To the right of the entrance, an entirely different path awaited the young at heart; a land of goodness and light. The ‘Light Side’ of Beastly Kingdom would stand in stark contrast to its darker neighbor, supposedly beginning with a path through peaceful woods that opened onto Olympian architecture and Greek statues of an area called ‘Fantasia Gardens’. Here, a tranquil boat ride for the whole family would take you into the mythical world of Disney’s Fantasia (1940) letting you drift past musical scenes from the film, in a visually fantasy of the Disneyland ‘Small World’ variety.
But Fantasia Gardens, however cute, was simply meant as secondary experience to compliment Beastly Kingdom’s second E-Ticket attraction; Quest for the Unicorn. This walk-through attraction would allow the guests to go on a journey into their most beautiful dreams. Designed as a maze/interactive adventure attraction, Quest for the Unicorn would allow guests to travel through a hedge labyrinth, and past breathtaking sets designed to transport you into a child’s storybook. While there, guests would attempt to locate hidden statues which gave them clues to make it to the center of the maze. Once guests successfully navigated the steps to the center, they would be rewarded with a beautiful chamber of bubbling pools and glittering caves. And there in the center of it all, would be a beautiful animatronic unicorn.
All in all, Beastly Kingdom was to be a feat of Imagineering that would require all of their vast skills. So, what happened to this enchanted realm of Unicorns and Dragons?
Sadly, at the time Beastly Kingdom was in development, Disney was not ready to commit to the large sum needed for its construction. Due to unforeseen complications at Disney’s overseas parks, the company was not yet willing to risk so much money on an expansion to a park that was already successful, and thus Beastly Kingdom was put on hold.
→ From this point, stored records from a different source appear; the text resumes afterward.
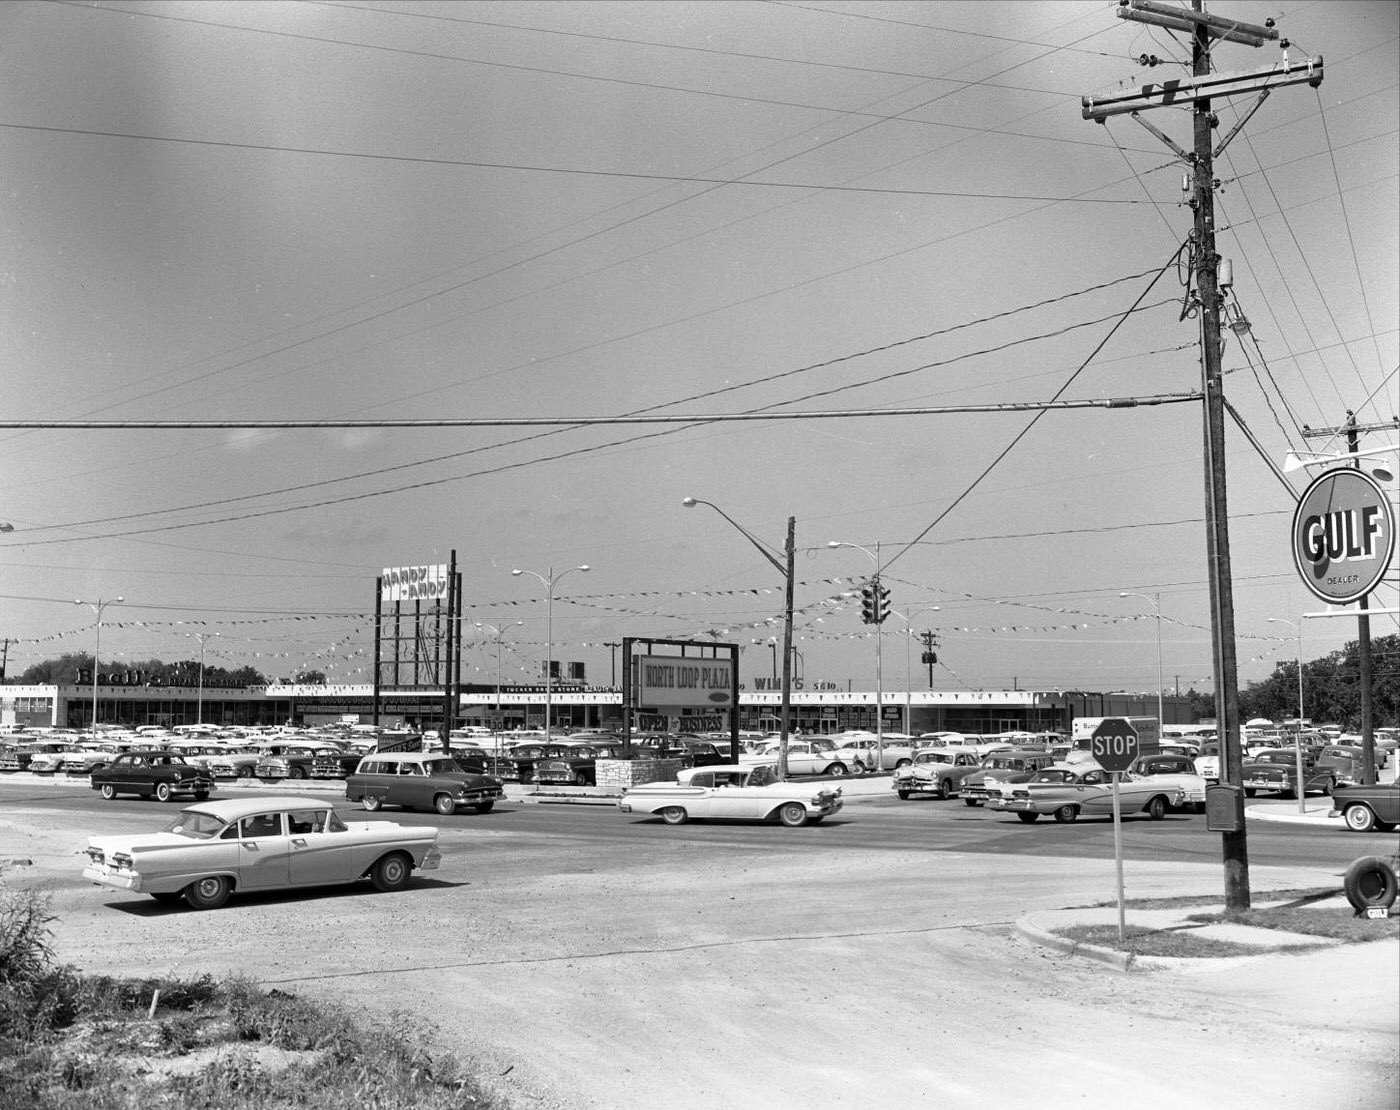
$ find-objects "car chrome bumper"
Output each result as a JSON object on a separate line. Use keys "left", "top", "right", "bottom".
{"left": 82, "top": 865, "right": 141, "bottom": 891}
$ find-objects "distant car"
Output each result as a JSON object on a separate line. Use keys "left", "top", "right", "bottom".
{"left": 618, "top": 763, "right": 842, "bottom": 827}
{"left": 533, "top": 742, "right": 626, "bottom": 786}
{"left": 345, "top": 751, "right": 504, "bottom": 815}
{"left": 957, "top": 750, "right": 1057, "bottom": 806}
{"left": 1329, "top": 782, "right": 1400, "bottom": 832}
{"left": 1242, "top": 750, "right": 1337, "bottom": 798}
{"left": 891, "top": 748, "right": 983, "bottom": 800}
{"left": 90, "top": 750, "right": 215, "bottom": 803}
{"left": 827, "top": 735, "right": 914, "bottom": 774}
{"left": 985, "top": 764, "right": 1183, "bottom": 823}
{"left": 742, "top": 739, "right": 852, "bottom": 777}
{"left": 81, "top": 794, "right": 441, "bottom": 909}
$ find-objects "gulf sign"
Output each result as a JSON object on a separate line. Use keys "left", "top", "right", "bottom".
{"left": 1291, "top": 469, "right": 1395, "bottom": 604}
{"left": 634, "top": 655, "right": 735, "bottom": 709}
{"left": 381, "top": 564, "right": 449, "bottom": 603}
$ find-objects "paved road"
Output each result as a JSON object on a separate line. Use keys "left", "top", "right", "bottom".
{"left": 3, "top": 778, "right": 1396, "bottom": 1110}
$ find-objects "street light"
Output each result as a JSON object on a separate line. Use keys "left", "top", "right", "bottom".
{"left": 1267, "top": 617, "right": 1309, "bottom": 816}
{"left": 684, "top": 496, "right": 794, "bottom": 779}
{"left": 512, "top": 566, "right": 588, "bottom": 736}
{"left": 186, "top": 631, "right": 219, "bottom": 725}
{"left": 896, "top": 606, "right": 940, "bottom": 734}
{"left": 1120, "top": 591, "right": 1164, "bottom": 730}
{"left": 477, "top": 621, "right": 523, "bottom": 754}
{"left": 75, "top": 596, "right": 123, "bottom": 739}
{"left": 828, "top": 540, "right": 886, "bottom": 767}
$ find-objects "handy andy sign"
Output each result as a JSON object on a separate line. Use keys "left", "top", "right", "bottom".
{"left": 381, "top": 564, "right": 449, "bottom": 603}
{"left": 1291, "top": 469, "right": 1395, "bottom": 604}
{"left": 634, "top": 655, "right": 735, "bottom": 709}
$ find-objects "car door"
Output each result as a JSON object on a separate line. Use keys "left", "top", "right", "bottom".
{"left": 1075, "top": 769, "right": 1116, "bottom": 814}
{"left": 228, "top": 810, "right": 292, "bottom": 890}
{"left": 286, "top": 806, "right": 357, "bottom": 885}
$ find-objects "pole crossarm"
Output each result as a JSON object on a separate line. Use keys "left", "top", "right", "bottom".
{"left": 1082, "top": 58, "right": 1322, "bottom": 120}
{"left": 1116, "top": 0, "right": 1280, "bottom": 47}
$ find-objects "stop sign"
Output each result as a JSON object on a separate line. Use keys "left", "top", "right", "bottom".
{"left": 1090, "top": 718, "right": 1139, "bottom": 772}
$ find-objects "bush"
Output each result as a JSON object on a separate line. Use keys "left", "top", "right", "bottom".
{"left": 0, "top": 882, "right": 56, "bottom": 995}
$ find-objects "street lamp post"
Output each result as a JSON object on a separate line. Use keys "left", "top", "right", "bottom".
{"left": 898, "top": 607, "right": 940, "bottom": 734}
{"left": 512, "top": 566, "right": 588, "bottom": 736}
{"left": 828, "top": 541, "right": 885, "bottom": 768}
{"left": 1120, "top": 591, "right": 1164, "bottom": 729}
{"left": 1267, "top": 617, "right": 1308, "bottom": 816}
{"left": 75, "top": 596, "right": 123, "bottom": 739}
{"left": 684, "top": 497, "right": 794, "bottom": 779}
{"left": 187, "top": 631, "right": 218, "bottom": 725}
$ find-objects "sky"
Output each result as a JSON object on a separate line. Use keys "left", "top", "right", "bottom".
{"left": 1, "top": 0, "right": 1396, "bottom": 698}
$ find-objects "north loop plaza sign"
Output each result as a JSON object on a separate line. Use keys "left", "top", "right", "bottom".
{"left": 1291, "top": 468, "right": 1396, "bottom": 604}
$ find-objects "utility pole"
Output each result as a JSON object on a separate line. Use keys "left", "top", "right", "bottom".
{"left": 1083, "top": 0, "right": 1323, "bottom": 913}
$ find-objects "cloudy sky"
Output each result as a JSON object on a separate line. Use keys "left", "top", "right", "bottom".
{"left": 1, "top": 0, "right": 1396, "bottom": 697}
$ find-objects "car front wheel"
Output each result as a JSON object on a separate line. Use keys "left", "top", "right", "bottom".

However, Disney would keep delaying the project due to bad luck, and it never really had the time to take off. However, Joe Rohde, the Imagineer in charge of Beastly Kingdom, would continue to hold onto those concepts even through the tough times; eventually spinning them off into new projects like Expedition Everest.
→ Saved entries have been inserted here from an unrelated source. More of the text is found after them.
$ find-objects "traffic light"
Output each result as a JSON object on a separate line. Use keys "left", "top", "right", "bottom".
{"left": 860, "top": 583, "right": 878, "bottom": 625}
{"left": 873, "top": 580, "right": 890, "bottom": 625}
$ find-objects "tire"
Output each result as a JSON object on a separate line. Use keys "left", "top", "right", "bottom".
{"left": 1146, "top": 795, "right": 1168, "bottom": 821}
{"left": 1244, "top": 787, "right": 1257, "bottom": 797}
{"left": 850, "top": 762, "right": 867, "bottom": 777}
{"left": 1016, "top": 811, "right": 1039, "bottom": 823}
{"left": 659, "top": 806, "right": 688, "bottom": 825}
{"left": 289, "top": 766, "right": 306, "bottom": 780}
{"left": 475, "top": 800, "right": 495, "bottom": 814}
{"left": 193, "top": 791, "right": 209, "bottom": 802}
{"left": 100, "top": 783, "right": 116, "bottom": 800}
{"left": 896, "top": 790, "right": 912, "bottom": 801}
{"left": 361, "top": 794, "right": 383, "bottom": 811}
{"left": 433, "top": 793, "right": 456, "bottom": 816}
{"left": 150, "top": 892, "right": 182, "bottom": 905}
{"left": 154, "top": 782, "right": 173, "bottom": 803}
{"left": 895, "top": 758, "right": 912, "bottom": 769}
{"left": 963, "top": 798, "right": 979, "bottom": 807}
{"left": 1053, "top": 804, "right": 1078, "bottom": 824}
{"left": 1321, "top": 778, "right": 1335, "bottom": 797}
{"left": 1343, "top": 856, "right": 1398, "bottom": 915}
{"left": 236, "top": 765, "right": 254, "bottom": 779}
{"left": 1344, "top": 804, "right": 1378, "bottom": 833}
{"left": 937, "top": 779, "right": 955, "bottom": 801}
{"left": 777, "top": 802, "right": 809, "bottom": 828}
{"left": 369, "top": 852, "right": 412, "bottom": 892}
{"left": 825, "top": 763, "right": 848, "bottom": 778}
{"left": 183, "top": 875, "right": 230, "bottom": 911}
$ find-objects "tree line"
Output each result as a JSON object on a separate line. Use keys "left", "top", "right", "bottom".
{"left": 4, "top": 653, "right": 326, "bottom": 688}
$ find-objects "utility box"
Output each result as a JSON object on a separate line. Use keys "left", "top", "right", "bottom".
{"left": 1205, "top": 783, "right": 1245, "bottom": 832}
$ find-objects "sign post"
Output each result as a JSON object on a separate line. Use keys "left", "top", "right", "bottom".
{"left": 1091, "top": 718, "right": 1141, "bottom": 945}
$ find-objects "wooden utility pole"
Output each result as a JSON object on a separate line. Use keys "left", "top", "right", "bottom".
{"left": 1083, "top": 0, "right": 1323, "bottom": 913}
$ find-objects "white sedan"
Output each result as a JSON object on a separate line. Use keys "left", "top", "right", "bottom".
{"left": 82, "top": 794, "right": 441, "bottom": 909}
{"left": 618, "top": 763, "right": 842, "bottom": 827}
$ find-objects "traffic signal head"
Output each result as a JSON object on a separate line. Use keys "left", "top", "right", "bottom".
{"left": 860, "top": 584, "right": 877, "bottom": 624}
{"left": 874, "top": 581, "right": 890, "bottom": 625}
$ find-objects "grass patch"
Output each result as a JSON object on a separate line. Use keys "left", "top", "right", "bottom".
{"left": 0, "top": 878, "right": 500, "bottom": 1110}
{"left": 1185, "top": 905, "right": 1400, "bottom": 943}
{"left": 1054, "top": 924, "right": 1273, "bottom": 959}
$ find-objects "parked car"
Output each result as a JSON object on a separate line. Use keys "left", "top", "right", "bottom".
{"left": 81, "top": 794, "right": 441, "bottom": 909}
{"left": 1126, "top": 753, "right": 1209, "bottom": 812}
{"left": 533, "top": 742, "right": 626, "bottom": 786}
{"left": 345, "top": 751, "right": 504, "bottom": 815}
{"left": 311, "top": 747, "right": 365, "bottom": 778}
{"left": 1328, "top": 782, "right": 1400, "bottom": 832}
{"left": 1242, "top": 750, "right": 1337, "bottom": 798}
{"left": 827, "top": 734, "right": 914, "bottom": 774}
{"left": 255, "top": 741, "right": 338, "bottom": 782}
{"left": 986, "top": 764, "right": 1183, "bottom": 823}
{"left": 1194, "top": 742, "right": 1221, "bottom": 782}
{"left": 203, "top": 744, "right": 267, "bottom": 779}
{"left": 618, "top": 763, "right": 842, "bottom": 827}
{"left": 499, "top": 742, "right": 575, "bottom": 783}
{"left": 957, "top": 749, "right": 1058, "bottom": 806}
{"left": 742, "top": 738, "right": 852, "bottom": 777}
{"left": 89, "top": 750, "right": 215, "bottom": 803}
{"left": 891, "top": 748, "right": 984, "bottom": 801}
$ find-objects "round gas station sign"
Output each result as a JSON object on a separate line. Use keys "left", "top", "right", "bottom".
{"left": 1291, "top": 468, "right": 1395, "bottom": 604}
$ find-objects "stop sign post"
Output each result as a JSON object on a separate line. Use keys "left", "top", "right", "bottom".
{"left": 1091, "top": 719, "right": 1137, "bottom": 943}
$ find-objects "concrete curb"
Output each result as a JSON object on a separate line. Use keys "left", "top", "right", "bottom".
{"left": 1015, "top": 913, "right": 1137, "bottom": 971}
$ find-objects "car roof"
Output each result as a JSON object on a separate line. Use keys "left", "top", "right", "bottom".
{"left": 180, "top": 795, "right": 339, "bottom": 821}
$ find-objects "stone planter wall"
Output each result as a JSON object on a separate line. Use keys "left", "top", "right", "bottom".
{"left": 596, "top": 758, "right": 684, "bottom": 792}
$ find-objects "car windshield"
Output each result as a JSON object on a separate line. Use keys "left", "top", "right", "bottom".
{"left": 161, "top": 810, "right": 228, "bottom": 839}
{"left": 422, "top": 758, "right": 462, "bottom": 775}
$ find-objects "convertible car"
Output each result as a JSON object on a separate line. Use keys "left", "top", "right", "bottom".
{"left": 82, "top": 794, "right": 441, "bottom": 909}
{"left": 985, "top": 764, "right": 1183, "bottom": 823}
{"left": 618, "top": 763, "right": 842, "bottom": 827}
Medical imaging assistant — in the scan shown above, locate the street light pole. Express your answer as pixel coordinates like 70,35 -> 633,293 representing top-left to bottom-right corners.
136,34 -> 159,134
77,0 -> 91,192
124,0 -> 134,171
But finally, with Director James Cameron’s support, and the acquisition of the rights for a popular movie called Avatar, an elaborate new land would finally have the financial backing that it needed. Joe Rohde took the old ride concepts for Beastly Kingdom, and reworked them into the amazing new land called Pandora: The World of Avatar and subsequently built Avatar Flight of Passage (using concepts from Dragon’s Tower) and Na’vi River Journey (using both Fantasia Gardens and Quest of the Unicorn).
Sadly, the legendary Beastly Kingdom will probably never be built the way it was originally intended. However, there is now a new world full of mythical creatures and immersive environments that you can visit. Even though it’s not the same as Beastly Kingdom, the spirit of adventure and escapism remains through the talented designs of Imagineers that worked on the original Beastly Kingdom. As for us, we are more than happy to have an alien world filled with floating mountains and otherworldly creatures! Believe us; The World of Avatar is worth it!